BTW, note that ORDER_BY for array_agg is introduced in Postgresql 9.0
You can do it with window functions
SELECT t.*
FROM
(SELECT
*,
ROW_NUMBER() OVER(PARTITION BY usr_id ORDER BY time_stamp DESC) as r
FROM lives) as t
WHERE t.r = 1
SELECT l.*
FROM (
SELECT DISTINCT usr_id
FROM lives
) lo, lives l
WHERE l.ctid = (
SELECT ctid
FROM lives li
WHERE li.usr_id = lo.usr_id
ORDER BY
time_stamp DESC, trans_id DESC
LIMIT 1
)
Creating an index on (usr_id, time_stamp, trans_id) will greatly improve this query.
You should always, always have some kind of PRIMARY KEY in your tables.
I think you've got one major problem here: there's no monotonically increasing "counter" to guarantee that a given row has happened later in time than another.

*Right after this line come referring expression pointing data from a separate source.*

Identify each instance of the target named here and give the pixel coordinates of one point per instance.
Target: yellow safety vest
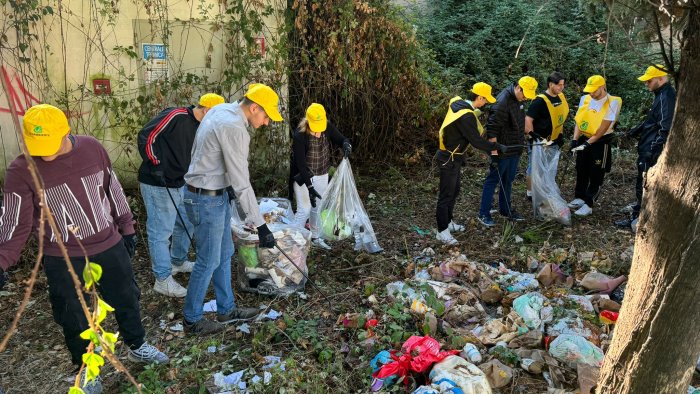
(557, 114)
(589, 120)
(451, 117)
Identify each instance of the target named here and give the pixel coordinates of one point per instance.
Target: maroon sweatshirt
(76, 186)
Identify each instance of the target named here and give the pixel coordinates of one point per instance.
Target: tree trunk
(656, 342)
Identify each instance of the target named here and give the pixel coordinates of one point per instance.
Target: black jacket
(653, 132)
(464, 132)
(507, 121)
(300, 146)
(165, 145)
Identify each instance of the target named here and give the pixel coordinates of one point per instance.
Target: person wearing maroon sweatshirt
(90, 209)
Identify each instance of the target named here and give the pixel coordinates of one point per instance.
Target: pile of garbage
(276, 271)
(544, 325)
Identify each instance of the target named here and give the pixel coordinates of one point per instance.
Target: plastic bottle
(471, 352)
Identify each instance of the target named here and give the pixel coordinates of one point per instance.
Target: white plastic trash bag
(546, 196)
(342, 212)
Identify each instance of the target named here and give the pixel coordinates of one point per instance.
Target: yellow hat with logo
(210, 100)
(44, 129)
(316, 115)
(653, 72)
(594, 83)
(265, 97)
(484, 90)
(529, 86)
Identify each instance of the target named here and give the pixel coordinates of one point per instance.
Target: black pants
(591, 165)
(644, 163)
(450, 181)
(117, 287)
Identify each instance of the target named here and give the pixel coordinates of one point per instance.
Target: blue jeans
(211, 217)
(162, 223)
(503, 177)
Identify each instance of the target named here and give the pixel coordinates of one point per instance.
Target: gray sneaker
(202, 327)
(147, 354)
(238, 314)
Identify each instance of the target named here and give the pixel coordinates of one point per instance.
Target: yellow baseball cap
(265, 97)
(44, 129)
(594, 83)
(316, 115)
(529, 86)
(210, 100)
(484, 90)
(653, 72)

Take this example:
timestamp lives_remaining user_id trans_id
10:00 4 3 5
10:00 5 3 6
10:00 3 3 1
10:00 2 3 2
You cannot determine from this data which is the most recent entry. Is it the second one or the last one? There is no sort or max() function you can apply to any of this data to give you the correct answer.
Increasing the resolution of the timestamp would be a huge help. Since the database engine serializes requests, with sufficient resolution you can guarantee that no two timestamps will be the same.
Alternatively, use a trans_id that won't roll over for a very, very long time. Having a trans_id that rolls over means you can't tell (for the same timestamp) whether trans_id 6 is more recent than trans_id 1 unless you do some complicated math.